S100P Interacts with p53 while Pentamidine Inhibits This Interaction

Abstract

S100P, a small calcium-binding protein, associates with the p53 protein with micromolar affinity. It has been hypothesized that the oncogenic function of S100P may involve binding-induced inactivation of p53. We used ¹H-¹⁵N HSQC experiments and molecular modeling to study the molecular interactions between S100P and p53 in the presence and absence of pentamidine. Our experimental analysis indicates that the S100P-53 complex formation is successfully disrupted by pentamidine, since S100P shares the same binding site for p53 and pentamidine. In addition, we showed that pentamidine treatment of ZR-75-1 breast cancer cells resulted in reduced proliferation and increased p53 and p21 protein levels, indicating that pentamidine is an effective antagonist that interferes with the S100P-p53 interaction, leading to re-activation of the p53-21 pathway and inhibition of cancer cell proliferation. Collectively, our findings suggest that blocking the association between S100P and p53 by pentamidine will prevent cancer progression and, therefore, provide a new avenue for cancer therapy by targeting the S100P-p53 interaction.

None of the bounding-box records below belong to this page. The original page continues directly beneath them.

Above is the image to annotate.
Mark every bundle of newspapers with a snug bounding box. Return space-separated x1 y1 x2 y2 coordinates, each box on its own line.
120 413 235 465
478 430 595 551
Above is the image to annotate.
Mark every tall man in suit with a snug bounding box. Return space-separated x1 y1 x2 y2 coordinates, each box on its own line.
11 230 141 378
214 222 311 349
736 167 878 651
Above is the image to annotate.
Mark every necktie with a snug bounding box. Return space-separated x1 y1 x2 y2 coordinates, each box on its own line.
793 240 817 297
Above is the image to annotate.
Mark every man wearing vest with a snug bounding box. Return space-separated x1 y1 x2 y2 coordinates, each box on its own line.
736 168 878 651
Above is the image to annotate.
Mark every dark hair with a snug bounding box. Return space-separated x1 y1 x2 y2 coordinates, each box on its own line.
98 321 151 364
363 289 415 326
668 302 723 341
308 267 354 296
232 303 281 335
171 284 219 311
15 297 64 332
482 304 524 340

Keywords: 1H-5N HSQC spectrum; HADDOCK program; S100P; biomolecular docking; p53-TAD (73 amino acids); protein-protein interactions.

Figure 1

The overlaid of two HSQC spectra. The free ¹⁵N labeled p53^1-73 spectrum was showed in red. The mix of the p53^1-73 (with ¹⁵N labeled) and unlabeled S100P with 1:1 ratio was showed in blue. The cross peaks labeled with a box in this figure were the residues in p53^1-73 domain that interacted with S100P.

Figure 2

Analysis of the free S100P and S100P-p53^1-73 complex using 2D NMR at a 1:1 binding ratio. (A) The overlaid 2D [¹H-¹⁵N]-HSQC spectra highlight the spectral changes (showed with boxes) of the uniformly ¹⁵N-labeled S100P alone (shown in red) and ¹⁵N-labeled S100P upon binding to the unlabeled p53^1-73 (shown in blue). (B) These boxed cross-peak residues (Figure 2A) were colored in orange and unbound residues were colored in blue on the cartoon structure of S100P using the PyMOL program.

Figure 3

The dissociation constant (K_d) measured using the specified residues found in ¹⁵N S100P titrations with unlabeled p53^1-73, and the overall average K_d was 4.86 μM indicated with a broken line.

Figure 4

Analysis of the free S100P and S100P–pentamidine complex using 2D NMR at a 1:1 binding ratio. (A) The structural formula of pentamidine. (B) Sphere structure presentation of pentamidine. (C) The overlaid 2D [¹H-¹⁵N]-HSQC spectra highlight the spectral changes (showed in boxes) of the uniformly ¹⁵N-labeled S100P alone (shown in red) and ¹⁵N-labeled S100P upon binding to unlabeled pentamidine molecules (shown in blue). (D) These selected cross-peak residues (boxed in Figure 4C) were colored in red and unbound residues were colored in blue on the cartoon structure of S100P using the PyMOL program.

Figure 5

The dissociation constant (K_d) measured using the specified residues found in pentamidine titrations with ¹⁵N S100P HSQC, and the overall average K_d was 48.74 μM as indicated with a broken line.

Figure 6

Two complex structures S100P-p53^17-29 and S100P-pentamidine were superimposed. (A) The S100P-p53^17-29 complex is shown in blue (S100P) and purple (p53^17-29), and (B) the S100P-pentamidine complex is shown in blue (S100P) and yellow (pentamidine). (C) the overlapping structures of (A,B). (D) 90° angle rotation of (C). Figure 6D, pentamidine clearly blocked the binding between S100P (blue) and p53^17-29 (purple).

Figure 7

The effects of pentamidine on cell proliferation and p53 re-activation in ZR-75-1 breast cancer cells. ZR-75-1 cells were treated with indicated concentrations of pentamidine for 48 h. (A) Cell proliferation was determined by WST-1 assay. The bar diagram presented the relative folds of cell numbers in treated group (orange bars) comparing to that of untreated control group (blue bar). The values on the top of the bars were mean of three replicates. (B) Cell lysate was extracted from each treatment, and separated by SDS-PAGE, followed by Western blotting of p53, p21, and β-actin proteins. Beta-actin was a housekeeping protein used as the internal control of each treatment.